Graphical representation of model performance as an aid for input selection in greenhouse models
The selection of input variables is the most sensitive stage of model building, involving technical skills as well as expert knowledge of the problem to be modelled. One way to improve the model fit is to provide it with more input information, i.e., more input signals. However, depending upon the modelRSQUOs type and the specific algorithms involved, adding a large number of inputs can also lead to a bad model fit. An additional reason to keep the model simple is the computational cost, both during training and when running simulations. It also implies a higher cost in sensors and equipment when inputs are expected to be measured.

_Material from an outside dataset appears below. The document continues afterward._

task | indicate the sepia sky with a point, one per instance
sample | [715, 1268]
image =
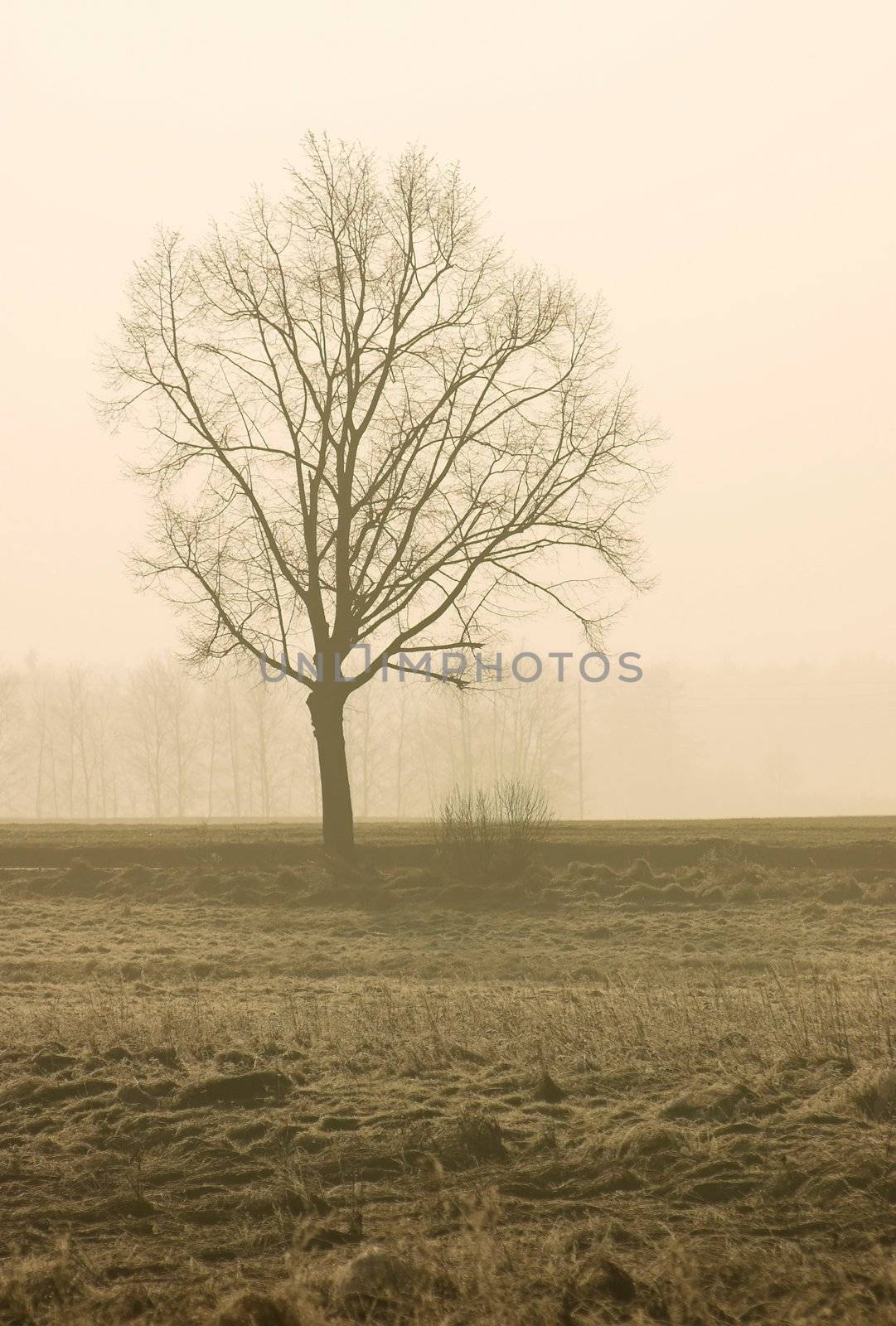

This work proposes a new type of graphical method which can be an aid to visualize the relative contribution of a single input to the model. The diagram consists of two reference lines, representing the simplest (less input variables) and most complex (all available inputs) models. A number of points represent the model fit of the models generated by the addition (in the first case) and subtraction (in the second) of a single input variable. In several examples, the model fit is calculated as the MSE after 500 training epochs of an artificial neural network. The examples include 3 different models inside a tomato greenhouse: Climate prediction, crop transpiration rate and crop photosynthesis rate. The distances from the individual points to the two reference lines give a clear hint on which input signals provide the best contribution to model fit and should be considered to be included in the final model. Although these examples use the MSE as measure of model fit, the proposed graphical procedure allows comparing models using any quantitative measure.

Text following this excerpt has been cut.